Siéntete llamado a amar como lo hizo Jesús. El amor viene de Dios. Y el amor expresado, manifestado en obras, es amor que cura y es la fuente de conocimiento de Dios. El conocimiento por el amor es de alguna forma la clave de toda la vida espiritual del cristiano, pues «quien permanece en el amor, permanece en Dios y Dios en él» (1 Jn 4, 12-13).

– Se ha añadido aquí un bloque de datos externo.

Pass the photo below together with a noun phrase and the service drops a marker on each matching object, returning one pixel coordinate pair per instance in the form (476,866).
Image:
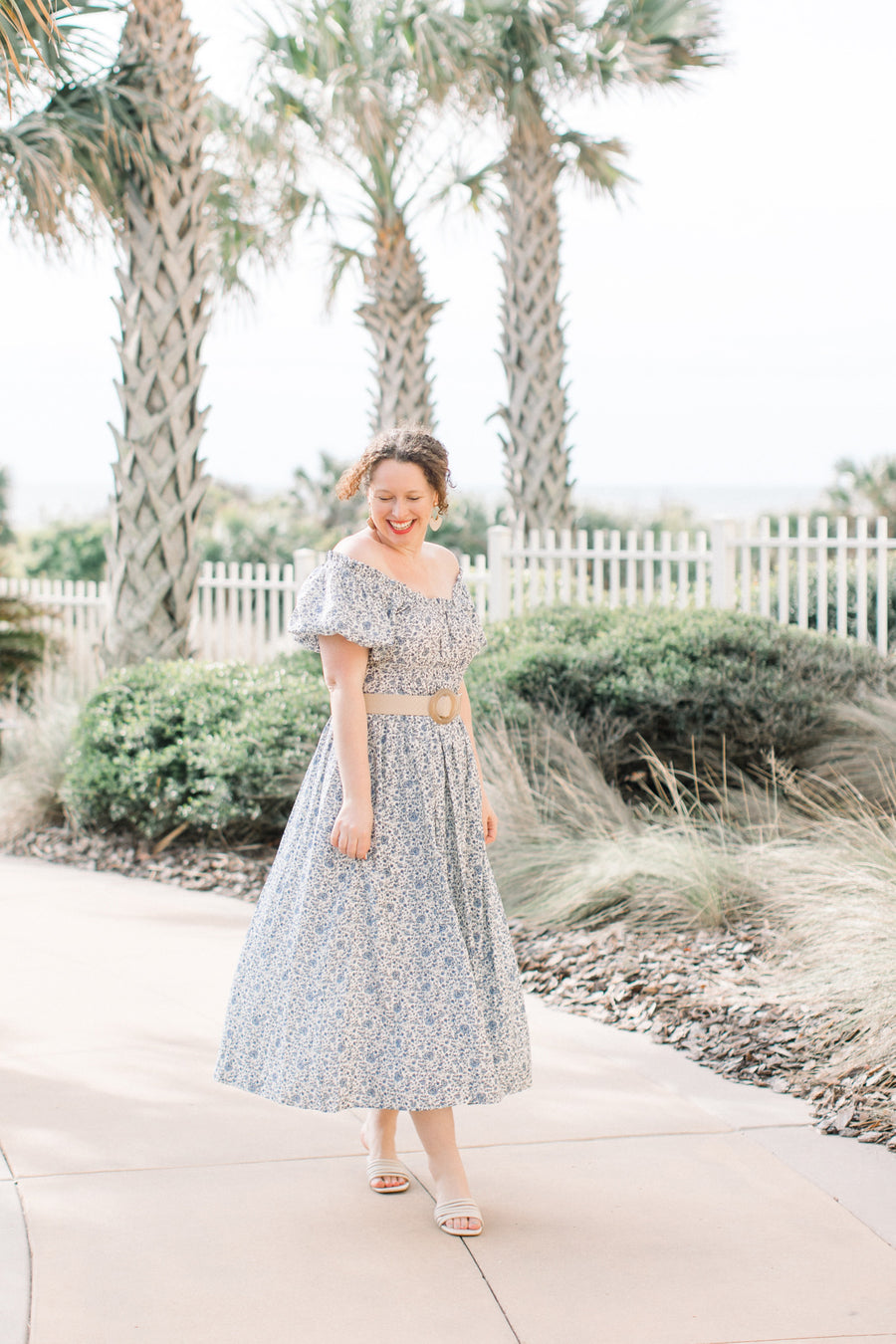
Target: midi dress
(388,982)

Os invito a todos, y de una manera especial a los jóvenes, a realizar tres contemplaciones, que se convierten en tres tareas que vivir junto a Jesús, para transformarnos en esos discípulos misioneros y que tan claramente aparecen descritas en el Evangelio:

1. Contempla a Jesucristo y descubre que su corazón jamás está cerrado a nadie. Estoy seguro de que todos los que contempléis la vida del Señor, jamás encontraréis cerradas sus puertas: siempre abiertas a todos, y el pecador es el preferido. ¡Qué fuerza tiene escuchar de labios de Jesús que ninguno estamos excluidos de su amor! Cuando se experimenta ese amor, sentimos el gozo de ver otro camino nuevo, el de Jesús. Acércate a Jesús, a su persona, no a ideas sobre Él. En esa cercanía verás cómo Jesús te espera, te abraza, te perdona, te ama, te levanta, te anima. Contémplalo en su Palabra, en el misterio de la Eucaristía, en el prójimo.

2. Contempla a Jesucristo con los brazos abiertos en la Cruz. A veces cuando nos parece que está en silencio y no responde, mira la Cruz. La respuesta está ahí. Jesús con los brazos abiertos nos habla de amor, misericordia y perdón. Dios nos juzga amándonos y nos remite a la lógica de la Cruz que es la lógica de salir de nosotros mismos a darnos, es la lógica del amor más grande. Qué consuelo, qué hondura alcanza la vida, qué belleza compartir con todos esta convicción: si acojo el amor de Jesús estoy salvado, si lo rechazo me condeno, no por Él, sino por mí mismo, ya que Él no condena, Él salva y ama.

3. Contempla las llagas de Jesús que pasa por reconocer la dignidad de los necesitados. La compasión y la misericordia son la actitud de quien comparte la pasión de los demás, de quien sabe padecer con los otros. Esto es lo que hizo Jesús con nosotros y por nosotros, con nuestro sufrimiento, nuestra angustia, nuestro desorden. Volvamos la vida a Jesús, pongamos la vida en manos de Jesús, su dirección a las periferias existenciales y geográficas es tan clara y evidente que, en todo y por todos, nos empuja a hacer lo mismo que Él hizo: sanar heridas. El camino para encontrarnos con Jesús no es otro que no sean sus llagas, es el camino de la misericordia. Salgamos al camino de los hombres, curemos las llagas de Jesús que se muestran en la vida de los hombres.